Banks paid back 3.6 billion euros of debt on international markets, which accounted for 10 percent of the country’s gross domestic product, Banka Slovenije said in an e-mailed statement today. The industry’s total assets were 46.7 billion euros in November, according to the latest data from the central bank.
“The possibility of debt refinancing was sharply reduced by the uncertain economic and political situation as well as due to investors mistrust toward Slovenian long-term debt,” the central bank said.
Slovenian banks’ combined pretax loss was 664 million euros last year, according to the central bank, as the second recession in three years pushed companies into bankruptcy, forcing lenders to set aside bad-loan reserves. The nation’s economy shrank an annual 3.3 percent in the third quarter on lower exports and falling domestic demand.
Slovenia had its credit rating cut to A- by Standard & Poor’s on Feb. 12, the fourth lowest investment grade.
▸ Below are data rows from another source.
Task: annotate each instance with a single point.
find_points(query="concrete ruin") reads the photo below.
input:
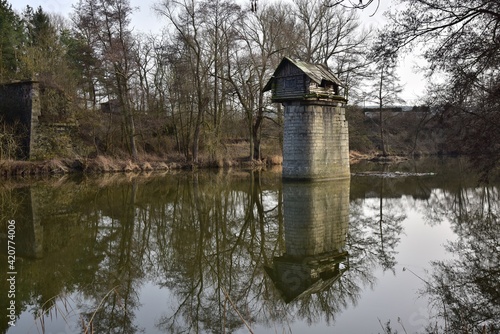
(39, 120)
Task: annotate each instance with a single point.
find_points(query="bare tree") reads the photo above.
(106, 23)
(332, 35)
(386, 87)
(267, 35)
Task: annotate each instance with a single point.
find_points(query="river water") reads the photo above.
(404, 248)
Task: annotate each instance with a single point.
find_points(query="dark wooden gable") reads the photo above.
(297, 80)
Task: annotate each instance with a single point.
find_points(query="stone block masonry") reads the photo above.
(316, 217)
(315, 140)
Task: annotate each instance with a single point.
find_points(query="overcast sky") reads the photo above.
(145, 20)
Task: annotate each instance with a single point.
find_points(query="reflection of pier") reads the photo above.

Fitch Ratings rates the country as A- and Moody’s Investors Service Baa2, its second lowest investment grade.
The Adriatic country was plunged into political turmoil last month over corruption allegations against Prime Minister Janez Jansa, prompting two of his coalition partners to abandon the government and increasing the risk of early elections.
Reduced sources of funding were also caused by shrinking state deposits at commercial banks, the central bank said.
Asset writedowns and bad-loan provisions last year surged 23 percent to 1.5 billion euros, the central bank said.